Según testigos consultados por HRW, las autoridades tunecinas habrían expulsado entre 500 y 700 personas desde el pasado 2 de julio. Los expulsados eran de varias nacionalidades africanas —marfileños, cameruneses, malienses, sudaneses, entre otros— y había al menos 29 niños y tres mujeres embarazadas.

Los entrevistados han indicado a la ONG que habían sido arrestados en redadas de la Policía, la Guardia Nacional o el Ejército en la ciudad de Sfax o sus alrededores, localidad portuaria, uno de los principales puntos de partida de migrantes hacia Europa. Las personas con las que ha consultado HRW han afirmado que varias personas han muerto en la zona fronteriza, algunos por heridas de bala o golpes de los militares.

Ningún grupo no gubernamental tuvo acceso al área, por lo que HRW no ha podido confirmar estos relatos de forma independiente.

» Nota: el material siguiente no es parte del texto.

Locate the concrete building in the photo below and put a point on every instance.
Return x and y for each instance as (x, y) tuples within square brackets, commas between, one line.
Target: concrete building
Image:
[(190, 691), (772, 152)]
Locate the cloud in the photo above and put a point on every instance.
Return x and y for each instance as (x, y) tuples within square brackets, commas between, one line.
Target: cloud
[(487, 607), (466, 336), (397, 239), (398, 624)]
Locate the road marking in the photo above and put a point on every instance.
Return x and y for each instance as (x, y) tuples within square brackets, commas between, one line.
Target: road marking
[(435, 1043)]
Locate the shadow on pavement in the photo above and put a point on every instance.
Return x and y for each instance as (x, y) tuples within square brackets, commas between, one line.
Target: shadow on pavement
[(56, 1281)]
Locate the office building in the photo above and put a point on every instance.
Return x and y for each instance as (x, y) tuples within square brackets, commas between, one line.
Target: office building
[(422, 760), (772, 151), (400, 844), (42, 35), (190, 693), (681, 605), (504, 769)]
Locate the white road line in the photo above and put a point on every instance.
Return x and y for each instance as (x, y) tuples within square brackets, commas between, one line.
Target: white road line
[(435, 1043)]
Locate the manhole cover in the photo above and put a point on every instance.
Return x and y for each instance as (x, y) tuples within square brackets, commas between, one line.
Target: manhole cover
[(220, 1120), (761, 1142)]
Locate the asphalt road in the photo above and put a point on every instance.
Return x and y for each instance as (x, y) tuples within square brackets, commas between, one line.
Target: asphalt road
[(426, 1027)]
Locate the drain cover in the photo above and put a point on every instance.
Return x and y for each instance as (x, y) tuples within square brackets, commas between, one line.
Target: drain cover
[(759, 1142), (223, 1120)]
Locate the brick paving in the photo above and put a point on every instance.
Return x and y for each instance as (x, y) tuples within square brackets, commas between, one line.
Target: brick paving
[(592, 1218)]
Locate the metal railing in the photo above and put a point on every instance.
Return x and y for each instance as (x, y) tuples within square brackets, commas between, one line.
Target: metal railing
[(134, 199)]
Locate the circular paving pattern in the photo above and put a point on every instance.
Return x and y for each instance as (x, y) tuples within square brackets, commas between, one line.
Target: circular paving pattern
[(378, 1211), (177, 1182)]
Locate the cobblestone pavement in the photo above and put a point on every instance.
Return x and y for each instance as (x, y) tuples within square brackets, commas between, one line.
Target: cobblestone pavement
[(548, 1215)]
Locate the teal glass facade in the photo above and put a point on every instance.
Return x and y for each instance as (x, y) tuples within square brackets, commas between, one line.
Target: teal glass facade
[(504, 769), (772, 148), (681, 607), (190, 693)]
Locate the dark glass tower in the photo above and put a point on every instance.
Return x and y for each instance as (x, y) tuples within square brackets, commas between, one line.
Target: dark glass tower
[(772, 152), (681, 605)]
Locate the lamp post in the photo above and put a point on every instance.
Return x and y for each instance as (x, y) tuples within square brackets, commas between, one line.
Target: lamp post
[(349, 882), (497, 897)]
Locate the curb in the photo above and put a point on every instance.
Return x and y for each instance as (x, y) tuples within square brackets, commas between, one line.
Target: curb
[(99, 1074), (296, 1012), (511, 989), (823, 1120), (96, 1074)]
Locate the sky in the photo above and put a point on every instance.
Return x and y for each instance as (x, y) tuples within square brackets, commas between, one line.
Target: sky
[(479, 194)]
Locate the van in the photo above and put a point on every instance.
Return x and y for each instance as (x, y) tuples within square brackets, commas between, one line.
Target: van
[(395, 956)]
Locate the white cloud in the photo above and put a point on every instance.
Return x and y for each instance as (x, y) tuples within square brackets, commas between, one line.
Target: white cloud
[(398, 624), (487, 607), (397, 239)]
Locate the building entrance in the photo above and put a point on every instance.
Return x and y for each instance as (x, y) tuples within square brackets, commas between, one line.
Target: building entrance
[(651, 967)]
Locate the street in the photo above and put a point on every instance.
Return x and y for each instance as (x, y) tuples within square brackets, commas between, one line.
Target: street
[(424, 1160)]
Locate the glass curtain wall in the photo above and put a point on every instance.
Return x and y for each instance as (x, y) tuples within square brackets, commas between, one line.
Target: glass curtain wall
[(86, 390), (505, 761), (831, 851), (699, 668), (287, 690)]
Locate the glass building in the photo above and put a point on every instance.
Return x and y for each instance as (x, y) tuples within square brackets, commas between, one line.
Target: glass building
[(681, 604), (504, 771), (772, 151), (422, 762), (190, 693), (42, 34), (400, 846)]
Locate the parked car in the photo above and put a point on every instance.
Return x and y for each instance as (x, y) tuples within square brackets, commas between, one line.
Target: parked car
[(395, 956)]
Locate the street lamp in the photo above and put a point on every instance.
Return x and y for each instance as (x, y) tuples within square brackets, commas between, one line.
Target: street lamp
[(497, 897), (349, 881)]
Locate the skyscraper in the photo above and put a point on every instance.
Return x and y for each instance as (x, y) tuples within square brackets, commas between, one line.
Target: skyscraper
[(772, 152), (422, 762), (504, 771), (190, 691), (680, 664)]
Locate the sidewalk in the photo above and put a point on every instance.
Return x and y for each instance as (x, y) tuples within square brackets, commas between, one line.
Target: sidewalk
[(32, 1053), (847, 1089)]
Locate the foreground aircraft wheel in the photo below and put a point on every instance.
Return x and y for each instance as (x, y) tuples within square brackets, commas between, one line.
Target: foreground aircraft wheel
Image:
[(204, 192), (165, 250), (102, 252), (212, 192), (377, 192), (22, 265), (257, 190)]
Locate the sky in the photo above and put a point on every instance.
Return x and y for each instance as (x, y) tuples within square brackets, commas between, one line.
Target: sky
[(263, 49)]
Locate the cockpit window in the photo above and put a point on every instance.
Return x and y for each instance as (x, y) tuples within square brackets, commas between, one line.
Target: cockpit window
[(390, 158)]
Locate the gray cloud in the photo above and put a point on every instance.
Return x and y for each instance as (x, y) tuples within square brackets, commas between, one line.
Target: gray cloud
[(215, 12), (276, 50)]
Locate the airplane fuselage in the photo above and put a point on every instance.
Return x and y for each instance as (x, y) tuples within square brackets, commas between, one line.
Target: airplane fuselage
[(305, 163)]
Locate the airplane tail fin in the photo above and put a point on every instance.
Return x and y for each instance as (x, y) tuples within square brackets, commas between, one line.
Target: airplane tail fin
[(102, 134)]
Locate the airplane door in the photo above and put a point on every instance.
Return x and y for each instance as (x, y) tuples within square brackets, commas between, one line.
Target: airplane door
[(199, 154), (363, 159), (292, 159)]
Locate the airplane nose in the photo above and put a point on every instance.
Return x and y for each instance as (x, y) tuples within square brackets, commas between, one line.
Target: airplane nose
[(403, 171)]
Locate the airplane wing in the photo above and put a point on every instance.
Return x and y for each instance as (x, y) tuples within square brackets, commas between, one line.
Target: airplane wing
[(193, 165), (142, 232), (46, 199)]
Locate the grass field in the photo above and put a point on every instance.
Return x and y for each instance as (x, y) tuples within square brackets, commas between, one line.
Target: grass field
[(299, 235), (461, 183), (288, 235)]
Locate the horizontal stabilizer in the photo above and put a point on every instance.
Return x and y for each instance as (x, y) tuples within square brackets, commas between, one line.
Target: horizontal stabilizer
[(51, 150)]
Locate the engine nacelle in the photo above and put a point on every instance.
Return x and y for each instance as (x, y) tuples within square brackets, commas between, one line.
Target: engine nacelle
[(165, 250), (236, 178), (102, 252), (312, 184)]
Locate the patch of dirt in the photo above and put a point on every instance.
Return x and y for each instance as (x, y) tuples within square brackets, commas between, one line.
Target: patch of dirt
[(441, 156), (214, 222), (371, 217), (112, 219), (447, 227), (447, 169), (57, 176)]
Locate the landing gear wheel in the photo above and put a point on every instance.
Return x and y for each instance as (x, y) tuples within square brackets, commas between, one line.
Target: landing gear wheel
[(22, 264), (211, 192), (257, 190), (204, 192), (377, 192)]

Las fuerzas de seguridad enviaron a los detenidos a 300 kilómetros de distancia, a un punto en la frontera con Libia, donde quedaron atrapados sin poder ingresar a territorio libio ni regresar a Túnez.

No obstante, la situación en Sfax también se ha complicado en las últimas semanas, cuando los residentes han hecho una campaña para que los extranjeros abandonen el lugar, llegando a atacar a los migrantes y registrándose varios enfrentamientos que se han saldado con la muerte de al menos un hombre de Benín y un tunecino.

El presidente de Túnez, Kais Said, realizó en febrero un discurso que desencadenó una oleada de ataques racistas contra africanos negros, puesto que vinculó a los migrantes indocumentados con la delincuencia y un complot para alterar al composición demográfica del país.

Said pidió este martes restaurar la seguridad en Sfax, insistiendo en que el país «nunca será guardia de fronteras» de otros países, que ejercerá como zona de tránsito o de residencia para solicitantes de asilo y que rechazará a los migrantes ilegales. Cabe recordar que numerosas ONG han acusado al mandatario de alentar una campaña de violencia xenófoba contra los migrantes subsaharianos que usan al país como trampolín para alcanzar Europa.